Boris Johnson did get over 100 MPs to back him in last month’s Tory leadership contest and so could have run against Rishi Sunak, it has been confirmed by Graham Brady, chairman of the Conservative 1922 backbench committee who supervises the election.
However, in mark contrast to the direction Donald Trump is taking in probably seeking a second term as US president, Boris decided at the last minute to pull out of the race despite getting 102 MPs to back his bid to return to 10, Downing Street.
Boris flew back from a family holiday in the Dominican Republic and made it clear through his supporters that he was determined to get back the premiership, having resigned from the job in July following the resignation of some 60 ministers, including the health secretary Sajid Javid and Rishi, who was then chancellor.
In an interview with BBC North West Tonight, Brady said “two candidates” had reached the threshold of 100 nominations, but “one of them decided not to then submit his nomination”.
That was Boris.
The one who did not get 100 nominations was the leader of the Commons, Penny Mordaunt, who has been retained by Rishi in the same job when he appointed his cabinet.
In announcing he would not be running, Boris was telling the truth when he said: “I can confirm that I have cleared the very high hurdle of 102 nominations, including a proposer and a seconder, and I could put my nomination in tomorrow.”
Boris went on: “There is a very good chance that I would be successful in the election with Conservative Party members – and that I could indeed be back in Downing Street on Friday.
“But in the course of the last days I have sadly come to the conclusion that this would simply not be the right thing to do.”
He said he had reached out to both Rishi and Mordaunt because he had “hoped that we could come together in the national interest – we have sadly not been able to work out a way of doing this.
“You can’t govern effectively unless you have a united party in Parliament.”
At the time there was doubt about whether Boris really had crossed the 100 threshold.
For example, the BBC’s chief political correspondent, Nick Eardley, had commented: “The former prime minister says he got 102 backers. We can’t verify this, the public number is lower and we may never know for sure. It’s safe to say many MPs are sceptical he had the number his campaign says.”
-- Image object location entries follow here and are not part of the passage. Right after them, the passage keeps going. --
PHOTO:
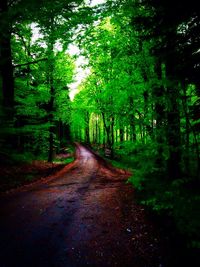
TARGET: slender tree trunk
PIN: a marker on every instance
(173, 121)
(7, 79)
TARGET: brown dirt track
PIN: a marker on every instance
(85, 215)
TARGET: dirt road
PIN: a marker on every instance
(84, 216)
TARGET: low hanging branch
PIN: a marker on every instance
(29, 63)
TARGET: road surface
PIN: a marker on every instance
(85, 215)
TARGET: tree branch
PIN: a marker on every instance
(29, 63)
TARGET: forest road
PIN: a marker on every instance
(85, 216)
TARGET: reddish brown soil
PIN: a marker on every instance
(85, 215)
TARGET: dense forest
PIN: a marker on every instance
(138, 106)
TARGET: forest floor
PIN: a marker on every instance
(83, 215)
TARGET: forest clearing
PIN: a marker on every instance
(99, 133)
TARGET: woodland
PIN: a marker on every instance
(138, 106)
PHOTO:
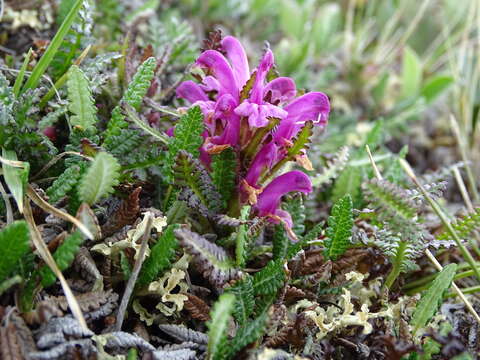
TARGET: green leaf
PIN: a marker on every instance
(217, 348)
(411, 73)
(224, 174)
(100, 178)
(294, 206)
(349, 182)
(268, 280)
(244, 299)
(14, 242)
(294, 248)
(187, 137)
(133, 96)
(248, 333)
(339, 230)
(21, 74)
(15, 177)
(57, 40)
(161, 256)
(433, 297)
(191, 172)
(435, 87)
(63, 256)
(81, 102)
(280, 243)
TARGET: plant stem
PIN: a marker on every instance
(436, 207)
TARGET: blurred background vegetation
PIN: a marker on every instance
(397, 71)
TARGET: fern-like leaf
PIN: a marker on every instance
(100, 178)
(66, 182)
(191, 172)
(14, 242)
(80, 99)
(433, 297)
(248, 333)
(332, 168)
(244, 299)
(160, 257)
(464, 226)
(270, 279)
(223, 174)
(63, 256)
(133, 96)
(187, 137)
(339, 230)
(218, 327)
(294, 206)
(211, 260)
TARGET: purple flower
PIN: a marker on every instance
(269, 199)
(232, 121)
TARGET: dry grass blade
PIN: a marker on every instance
(136, 270)
(430, 256)
(37, 199)
(48, 258)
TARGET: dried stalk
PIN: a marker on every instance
(133, 277)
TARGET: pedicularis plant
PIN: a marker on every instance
(259, 116)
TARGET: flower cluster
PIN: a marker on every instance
(259, 119)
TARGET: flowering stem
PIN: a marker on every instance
(293, 151)
(252, 147)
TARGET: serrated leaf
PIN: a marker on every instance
(224, 174)
(14, 243)
(81, 102)
(15, 177)
(100, 178)
(339, 230)
(280, 243)
(133, 96)
(268, 280)
(349, 182)
(433, 297)
(161, 256)
(57, 40)
(187, 136)
(63, 256)
(244, 299)
(218, 327)
(248, 333)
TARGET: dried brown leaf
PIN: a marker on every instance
(197, 308)
(126, 214)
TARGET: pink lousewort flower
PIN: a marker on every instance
(232, 118)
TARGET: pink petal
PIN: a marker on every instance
(283, 89)
(269, 199)
(218, 65)
(263, 68)
(312, 106)
(191, 92)
(238, 59)
(264, 159)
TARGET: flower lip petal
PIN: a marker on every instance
(238, 59)
(221, 70)
(191, 92)
(269, 199)
(313, 106)
(263, 68)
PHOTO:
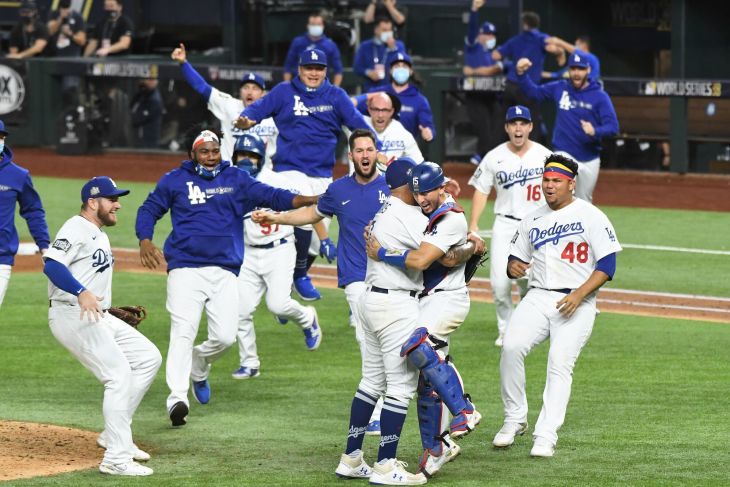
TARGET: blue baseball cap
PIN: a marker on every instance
(101, 187)
(518, 112)
(398, 172)
(577, 60)
(487, 28)
(255, 79)
(313, 56)
(401, 57)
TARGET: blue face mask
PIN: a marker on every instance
(401, 75)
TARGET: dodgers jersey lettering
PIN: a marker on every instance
(397, 226)
(564, 245)
(85, 250)
(518, 179)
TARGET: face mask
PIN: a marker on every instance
(401, 75)
(248, 166)
(315, 30)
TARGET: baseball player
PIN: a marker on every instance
(309, 112)
(16, 186)
(226, 108)
(268, 266)
(585, 114)
(207, 199)
(570, 247)
(389, 311)
(79, 267)
(444, 305)
(514, 170)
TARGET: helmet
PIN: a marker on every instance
(425, 177)
(251, 144)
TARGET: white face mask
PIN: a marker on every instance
(315, 30)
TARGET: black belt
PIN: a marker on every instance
(270, 245)
(381, 290)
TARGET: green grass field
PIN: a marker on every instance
(649, 404)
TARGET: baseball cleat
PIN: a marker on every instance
(542, 448)
(139, 455)
(353, 466)
(305, 289)
(464, 423)
(201, 391)
(131, 469)
(373, 428)
(313, 334)
(431, 464)
(506, 436)
(245, 373)
(391, 471)
(179, 413)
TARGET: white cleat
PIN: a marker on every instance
(391, 471)
(506, 436)
(431, 464)
(129, 469)
(353, 466)
(542, 448)
(139, 455)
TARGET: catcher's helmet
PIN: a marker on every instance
(425, 177)
(250, 143)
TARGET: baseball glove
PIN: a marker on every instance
(474, 262)
(131, 315)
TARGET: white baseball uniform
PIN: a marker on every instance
(389, 308)
(123, 359)
(517, 181)
(227, 109)
(563, 248)
(268, 267)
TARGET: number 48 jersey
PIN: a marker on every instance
(563, 246)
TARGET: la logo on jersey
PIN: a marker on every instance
(195, 195)
(299, 108)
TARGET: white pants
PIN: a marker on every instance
(502, 232)
(388, 321)
(309, 186)
(121, 358)
(535, 319)
(4, 280)
(189, 290)
(587, 177)
(267, 271)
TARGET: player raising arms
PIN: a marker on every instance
(570, 247)
(207, 199)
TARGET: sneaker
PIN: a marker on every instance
(305, 289)
(542, 448)
(201, 391)
(464, 423)
(179, 413)
(353, 466)
(373, 428)
(392, 471)
(245, 373)
(431, 464)
(138, 455)
(313, 334)
(506, 436)
(131, 468)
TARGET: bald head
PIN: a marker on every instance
(380, 108)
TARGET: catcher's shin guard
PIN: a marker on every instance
(440, 373)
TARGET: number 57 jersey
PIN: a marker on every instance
(563, 246)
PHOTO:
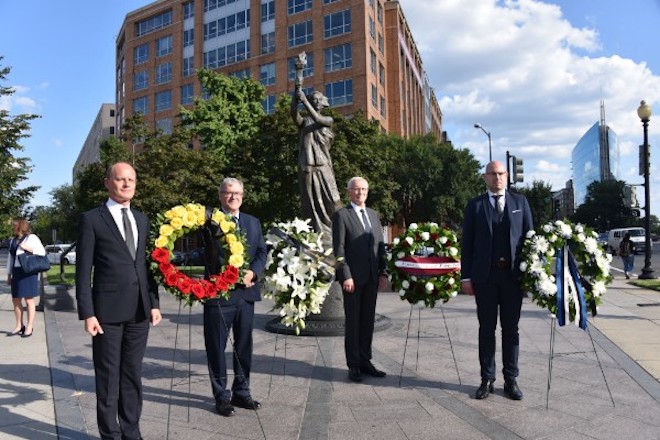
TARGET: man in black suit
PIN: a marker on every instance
(494, 229)
(357, 238)
(237, 312)
(118, 303)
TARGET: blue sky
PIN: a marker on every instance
(532, 73)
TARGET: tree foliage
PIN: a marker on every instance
(539, 196)
(604, 208)
(13, 169)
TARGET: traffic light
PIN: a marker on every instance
(517, 170)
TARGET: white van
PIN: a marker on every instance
(637, 236)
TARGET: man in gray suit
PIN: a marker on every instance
(494, 229)
(357, 239)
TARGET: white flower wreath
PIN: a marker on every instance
(417, 278)
(541, 248)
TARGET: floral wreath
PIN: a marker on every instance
(424, 265)
(538, 252)
(179, 221)
(297, 281)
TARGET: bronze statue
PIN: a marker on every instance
(318, 188)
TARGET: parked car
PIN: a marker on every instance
(54, 253)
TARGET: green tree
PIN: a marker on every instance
(13, 169)
(539, 196)
(603, 208)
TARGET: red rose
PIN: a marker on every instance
(184, 285)
(161, 255)
(197, 290)
(171, 279)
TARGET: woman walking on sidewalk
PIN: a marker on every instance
(627, 253)
(23, 286)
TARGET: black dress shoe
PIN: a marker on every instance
(225, 409)
(484, 389)
(354, 374)
(511, 390)
(245, 402)
(371, 370)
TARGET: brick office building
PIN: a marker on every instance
(361, 55)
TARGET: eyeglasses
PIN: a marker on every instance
(231, 193)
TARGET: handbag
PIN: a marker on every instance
(33, 264)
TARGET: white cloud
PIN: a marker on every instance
(530, 78)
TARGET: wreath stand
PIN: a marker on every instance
(551, 356)
(419, 324)
(176, 339)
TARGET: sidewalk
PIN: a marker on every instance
(303, 386)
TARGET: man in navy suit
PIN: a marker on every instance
(494, 229)
(117, 303)
(357, 238)
(237, 312)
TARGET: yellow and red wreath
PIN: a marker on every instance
(178, 221)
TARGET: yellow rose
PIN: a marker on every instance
(217, 216)
(176, 223)
(189, 219)
(237, 247)
(236, 260)
(161, 241)
(179, 211)
(166, 230)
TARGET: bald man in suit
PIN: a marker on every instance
(118, 303)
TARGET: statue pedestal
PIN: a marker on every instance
(330, 322)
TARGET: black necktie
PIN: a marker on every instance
(499, 208)
(367, 225)
(128, 232)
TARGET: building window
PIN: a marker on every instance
(301, 33)
(338, 23)
(140, 80)
(296, 6)
(339, 92)
(307, 71)
(141, 53)
(163, 100)
(229, 54)
(268, 43)
(338, 57)
(243, 73)
(164, 46)
(267, 10)
(267, 74)
(188, 37)
(164, 125)
(187, 94)
(189, 66)
(269, 104)
(141, 105)
(188, 10)
(163, 73)
(153, 24)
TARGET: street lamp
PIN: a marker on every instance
(490, 146)
(644, 112)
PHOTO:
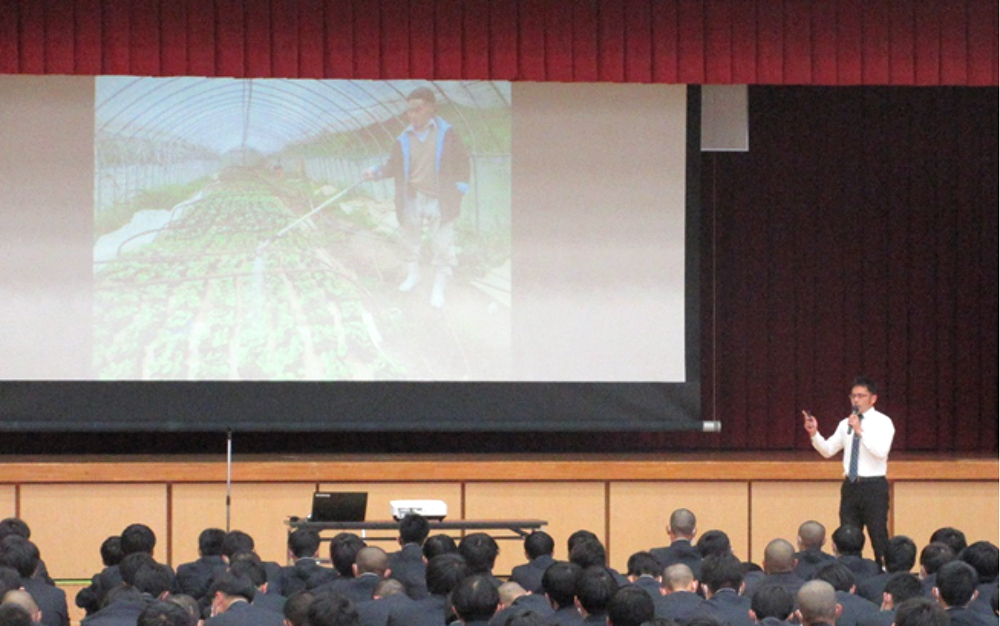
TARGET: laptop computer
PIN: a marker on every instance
(332, 506)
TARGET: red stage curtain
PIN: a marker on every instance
(819, 42)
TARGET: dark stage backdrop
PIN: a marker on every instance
(859, 234)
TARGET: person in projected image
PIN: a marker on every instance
(430, 167)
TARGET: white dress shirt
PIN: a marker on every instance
(876, 439)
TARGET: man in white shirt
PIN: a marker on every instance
(865, 437)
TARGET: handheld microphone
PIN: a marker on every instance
(854, 411)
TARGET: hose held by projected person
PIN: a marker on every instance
(430, 168)
(865, 436)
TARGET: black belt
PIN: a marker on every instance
(864, 479)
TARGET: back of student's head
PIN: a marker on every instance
(714, 543)
(13, 615)
(19, 554)
(211, 542)
(303, 543)
(413, 528)
(230, 585)
(722, 572)
(480, 552)
(539, 543)
(772, 600)
(154, 579)
(900, 554)
(956, 583)
(849, 540)
(344, 550)
(921, 611)
(902, 586)
(934, 555)
(329, 609)
(444, 572)
(594, 589)
(984, 557)
(589, 553)
(436, 545)
(131, 564)
(138, 538)
(237, 541)
(296, 610)
(111, 551)
(644, 564)
(952, 537)
(837, 574)
(475, 598)
(163, 613)
(559, 582)
(630, 606)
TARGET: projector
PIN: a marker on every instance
(431, 509)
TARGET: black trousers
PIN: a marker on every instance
(865, 504)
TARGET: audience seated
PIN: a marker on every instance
(811, 538)
(538, 549)
(681, 529)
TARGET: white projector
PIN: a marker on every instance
(431, 509)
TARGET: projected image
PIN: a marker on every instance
(301, 230)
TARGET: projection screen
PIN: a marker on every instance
(203, 253)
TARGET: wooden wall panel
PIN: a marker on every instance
(639, 513)
(777, 509)
(922, 507)
(257, 508)
(567, 507)
(8, 501)
(380, 494)
(69, 522)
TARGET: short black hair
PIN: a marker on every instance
(162, 613)
(234, 586)
(559, 582)
(111, 551)
(594, 588)
(589, 553)
(138, 538)
(840, 577)
(952, 537)
(296, 609)
(956, 583)
(644, 563)
(921, 611)
(539, 543)
(475, 598)
(900, 554)
(848, 540)
(480, 552)
(237, 541)
(934, 555)
(330, 609)
(714, 542)
(723, 571)
(210, 541)
(14, 615)
(630, 606)
(984, 557)
(902, 586)
(19, 554)
(444, 572)
(772, 600)
(414, 528)
(438, 544)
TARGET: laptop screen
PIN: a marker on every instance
(331, 506)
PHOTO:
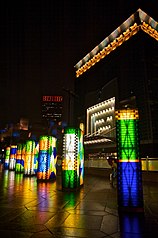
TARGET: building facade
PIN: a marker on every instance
(52, 109)
(125, 66)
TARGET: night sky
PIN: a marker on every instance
(41, 41)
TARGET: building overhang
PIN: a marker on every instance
(136, 22)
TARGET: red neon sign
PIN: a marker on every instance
(52, 98)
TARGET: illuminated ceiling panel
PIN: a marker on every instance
(137, 21)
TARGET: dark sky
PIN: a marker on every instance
(41, 41)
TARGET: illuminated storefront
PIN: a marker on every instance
(73, 159)
(130, 194)
(7, 156)
(19, 167)
(29, 158)
(12, 158)
(101, 117)
(47, 158)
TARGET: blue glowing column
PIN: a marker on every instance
(19, 167)
(29, 158)
(130, 191)
(47, 158)
(7, 156)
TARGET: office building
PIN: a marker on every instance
(124, 65)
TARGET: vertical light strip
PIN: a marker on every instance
(130, 192)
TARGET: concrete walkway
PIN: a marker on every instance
(31, 209)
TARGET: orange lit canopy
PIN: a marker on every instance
(138, 21)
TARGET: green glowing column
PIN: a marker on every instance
(73, 162)
(130, 195)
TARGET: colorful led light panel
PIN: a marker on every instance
(47, 158)
(19, 167)
(7, 156)
(12, 158)
(29, 157)
(73, 159)
(129, 165)
(36, 158)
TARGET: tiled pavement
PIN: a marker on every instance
(31, 209)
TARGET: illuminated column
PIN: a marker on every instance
(36, 157)
(29, 158)
(12, 158)
(7, 156)
(130, 191)
(47, 158)
(19, 167)
(72, 163)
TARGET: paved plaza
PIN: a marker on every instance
(36, 209)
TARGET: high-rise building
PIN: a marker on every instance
(125, 66)
(52, 109)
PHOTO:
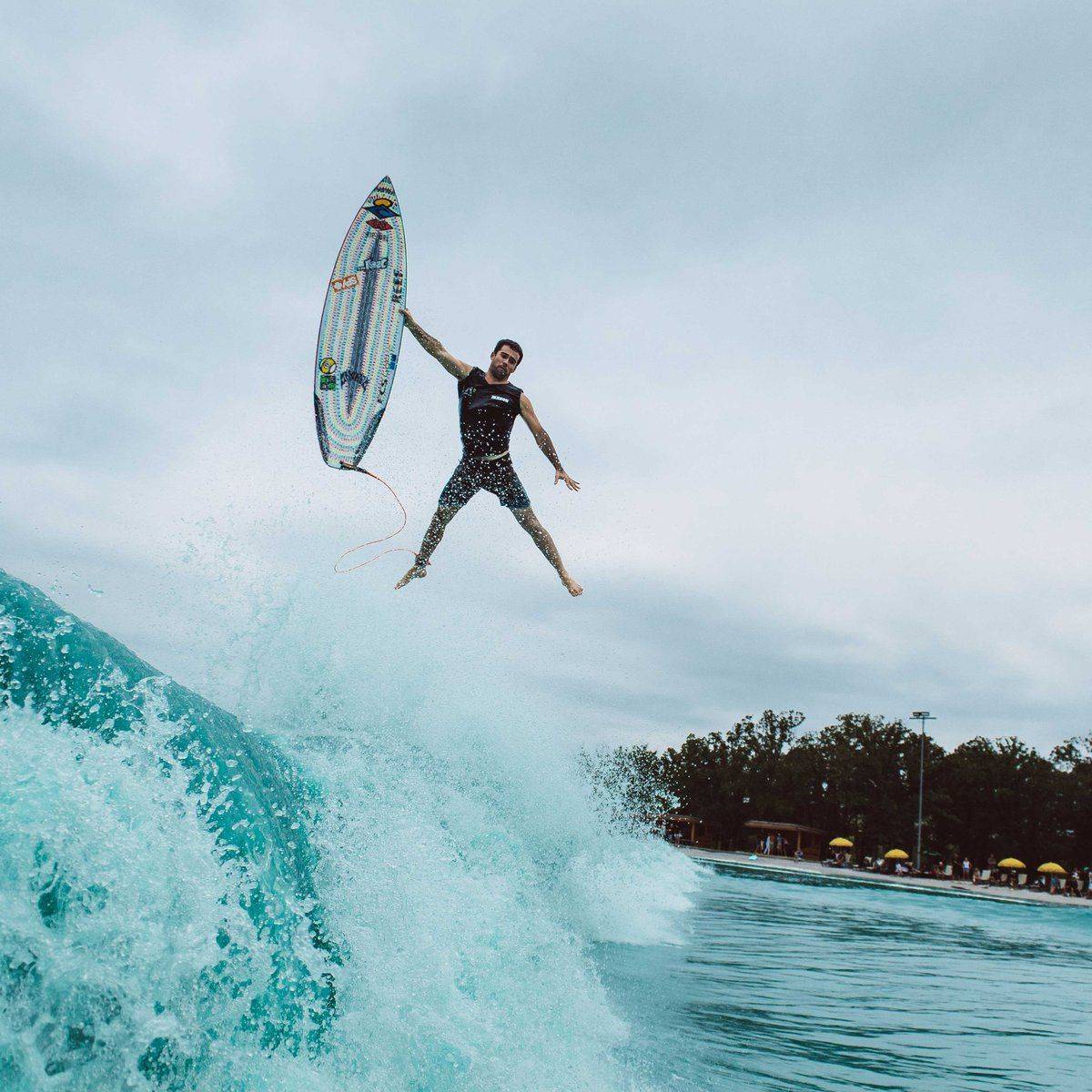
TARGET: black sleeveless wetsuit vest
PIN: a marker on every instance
(486, 414)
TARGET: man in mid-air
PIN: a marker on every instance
(489, 405)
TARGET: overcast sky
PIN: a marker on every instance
(804, 292)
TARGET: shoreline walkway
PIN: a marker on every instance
(956, 888)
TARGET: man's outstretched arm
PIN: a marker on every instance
(432, 347)
(545, 443)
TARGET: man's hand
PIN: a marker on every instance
(431, 345)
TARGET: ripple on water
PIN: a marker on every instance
(798, 984)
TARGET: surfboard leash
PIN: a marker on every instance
(376, 541)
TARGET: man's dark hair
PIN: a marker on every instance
(511, 344)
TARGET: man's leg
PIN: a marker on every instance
(432, 535)
(541, 538)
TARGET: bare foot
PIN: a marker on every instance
(416, 572)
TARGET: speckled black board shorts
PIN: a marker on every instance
(497, 476)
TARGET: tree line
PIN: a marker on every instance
(858, 778)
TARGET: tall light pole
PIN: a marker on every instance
(923, 716)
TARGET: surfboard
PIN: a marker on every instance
(360, 332)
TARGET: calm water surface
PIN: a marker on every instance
(796, 983)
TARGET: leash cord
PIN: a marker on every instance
(376, 541)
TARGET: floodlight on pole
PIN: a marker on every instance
(923, 716)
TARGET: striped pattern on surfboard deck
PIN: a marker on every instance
(361, 330)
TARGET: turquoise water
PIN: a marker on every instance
(341, 890)
(793, 984)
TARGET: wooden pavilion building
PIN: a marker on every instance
(811, 841)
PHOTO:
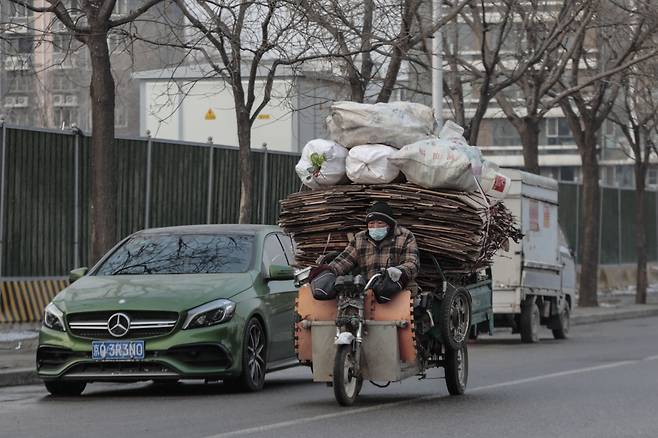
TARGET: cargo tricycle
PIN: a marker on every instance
(353, 338)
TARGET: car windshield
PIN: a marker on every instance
(181, 254)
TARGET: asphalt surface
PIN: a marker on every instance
(603, 382)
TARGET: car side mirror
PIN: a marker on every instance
(77, 274)
(281, 272)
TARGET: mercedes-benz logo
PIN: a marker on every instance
(118, 325)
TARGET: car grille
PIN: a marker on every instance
(120, 370)
(143, 324)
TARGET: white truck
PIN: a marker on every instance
(534, 282)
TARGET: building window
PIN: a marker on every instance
(23, 44)
(625, 176)
(64, 117)
(18, 11)
(62, 82)
(120, 116)
(18, 82)
(504, 133)
(568, 174)
(121, 7)
(19, 116)
(558, 132)
(61, 43)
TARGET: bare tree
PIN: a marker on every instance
(636, 114)
(89, 23)
(492, 47)
(619, 34)
(372, 40)
(245, 44)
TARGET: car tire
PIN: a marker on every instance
(530, 323)
(60, 388)
(252, 377)
(561, 323)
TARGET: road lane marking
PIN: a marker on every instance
(300, 421)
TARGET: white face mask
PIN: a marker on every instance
(378, 233)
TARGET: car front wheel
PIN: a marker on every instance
(63, 389)
(252, 377)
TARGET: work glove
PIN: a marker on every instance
(317, 271)
(394, 273)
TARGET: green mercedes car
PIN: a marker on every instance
(212, 302)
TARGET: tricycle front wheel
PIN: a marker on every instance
(347, 383)
(456, 370)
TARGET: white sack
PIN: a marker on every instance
(435, 164)
(494, 183)
(395, 124)
(322, 164)
(369, 164)
(454, 133)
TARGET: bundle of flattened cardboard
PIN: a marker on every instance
(460, 229)
(442, 197)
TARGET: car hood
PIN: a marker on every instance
(150, 292)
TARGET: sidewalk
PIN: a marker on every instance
(18, 342)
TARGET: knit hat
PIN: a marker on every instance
(381, 211)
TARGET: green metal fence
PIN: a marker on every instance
(45, 193)
(45, 187)
(617, 225)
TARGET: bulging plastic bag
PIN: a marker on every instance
(369, 164)
(494, 184)
(395, 124)
(322, 164)
(454, 133)
(435, 164)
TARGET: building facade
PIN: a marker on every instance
(45, 72)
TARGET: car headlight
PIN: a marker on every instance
(212, 313)
(53, 318)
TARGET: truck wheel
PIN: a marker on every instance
(561, 324)
(346, 384)
(456, 370)
(455, 317)
(530, 323)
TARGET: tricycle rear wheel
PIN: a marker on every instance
(456, 370)
(346, 383)
(455, 317)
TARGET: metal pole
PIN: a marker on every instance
(3, 178)
(600, 221)
(263, 210)
(147, 200)
(211, 179)
(619, 226)
(437, 63)
(76, 197)
(577, 221)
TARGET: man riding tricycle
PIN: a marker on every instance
(361, 316)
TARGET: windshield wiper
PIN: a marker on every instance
(145, 268)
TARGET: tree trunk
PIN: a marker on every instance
(640, 232)
(530, 140)
(246, 166)
(103, 154)
(589, 262)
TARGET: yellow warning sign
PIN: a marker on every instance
(210, 114)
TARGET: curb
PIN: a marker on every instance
(20, 376)
(613, 316)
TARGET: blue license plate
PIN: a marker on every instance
(117, 350)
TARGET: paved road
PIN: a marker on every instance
(603, 382)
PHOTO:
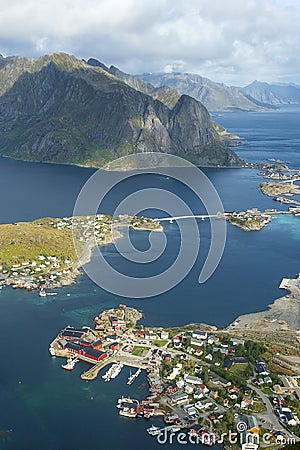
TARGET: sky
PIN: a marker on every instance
(228, 41)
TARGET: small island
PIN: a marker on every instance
(44, 253)
(203, 382)
(272, 189)
(250, 220)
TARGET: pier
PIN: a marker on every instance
(92, 373)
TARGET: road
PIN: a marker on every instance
(270, 415)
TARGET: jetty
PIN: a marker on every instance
(92, 373)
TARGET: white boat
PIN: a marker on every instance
(153, 430)
(127, 413)
(70, 364)
(52, 351)
(133, 376)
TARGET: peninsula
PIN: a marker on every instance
(203, 382)
(48, 252)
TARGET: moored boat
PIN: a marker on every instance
(52, 351)
(70, 364)
(153, 430)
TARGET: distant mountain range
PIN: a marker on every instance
(274, 94)
(218, 97)
(61, 109)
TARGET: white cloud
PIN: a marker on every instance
(225, 40)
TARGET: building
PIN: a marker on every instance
(192, 380)
(179, 398)
(196, 334)
(164, 334)
(196, 342)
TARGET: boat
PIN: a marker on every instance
(113, 371)
(52, 351)
(133, 376)
(70, 364)
(153, 430)
(126, 412)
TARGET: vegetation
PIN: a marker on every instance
(25, 241)
(139, 351)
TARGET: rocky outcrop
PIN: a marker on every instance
(215, 96)
(61, 109)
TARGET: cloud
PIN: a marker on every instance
(225, 40)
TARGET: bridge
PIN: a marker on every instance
(196, 216)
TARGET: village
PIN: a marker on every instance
(59, 266)
(202, 381)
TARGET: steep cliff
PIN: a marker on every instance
(60, 109)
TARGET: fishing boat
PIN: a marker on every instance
(70, 364)
(52, 351)
(127, 412)
(133, 376)
(153, 430)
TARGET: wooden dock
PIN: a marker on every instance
(92, 373)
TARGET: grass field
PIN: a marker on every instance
(25, 241)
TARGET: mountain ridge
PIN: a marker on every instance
(58, 108)
(216, 97)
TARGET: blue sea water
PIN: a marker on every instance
(47, 407)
Brady is the man who tells Prime Ministers to step down when it becomes clear they no longer command the support of their parliamentary colleagues.
He did that with Theresa May in 2019, and with Boris in July 2022. Brady said Boris was initially reluctant to resign.
On the night Brady spoke to Boris, the latter was “still determined to go on”.
Brady went on: "He (Boris) mulled it over after that, and he called me early the next morning to say that he’d changed his mind.”
Truss recognised her time was up. Brady said: “I was reaching for my phone when I got a message saying the Prime Minister had asked to see me.
“When I went in to see her with her chief of staff Mark Fullbrook, she asked me the question – she said, ‘It’s pretty bad, isn’t it?’ To which I replied, ‘Yes, it is pretty bad’.
“She asked the second question, ‘Do you think it’s retrievable?’ And I said, ‘No, I don’t think it is.’ And she replied that she didn’t either.”
Brady explained that a bar was set at 100 MPs to speed up the contest. But had there been two candidates, Conservative party members would have been required to vote in an online ballot. However, after Boris pulled out, Rishi became party leader via a “coronation”.
It seems that some Tory party members cannot stomach the idea of Indian origin MP as their leader and have resigned their membership in disgust, a reliable source has told The Telegraph (of India).
In the meeting that took place between Boris and Rishi, the former Prime Minister apparently said that if it came to a ballot of party members he was sure he would win. Therefore, it was wiser for Rishi to step down in return for the promise of a top job in Boris’s future cabinet. It was an offer Rishi did not accept.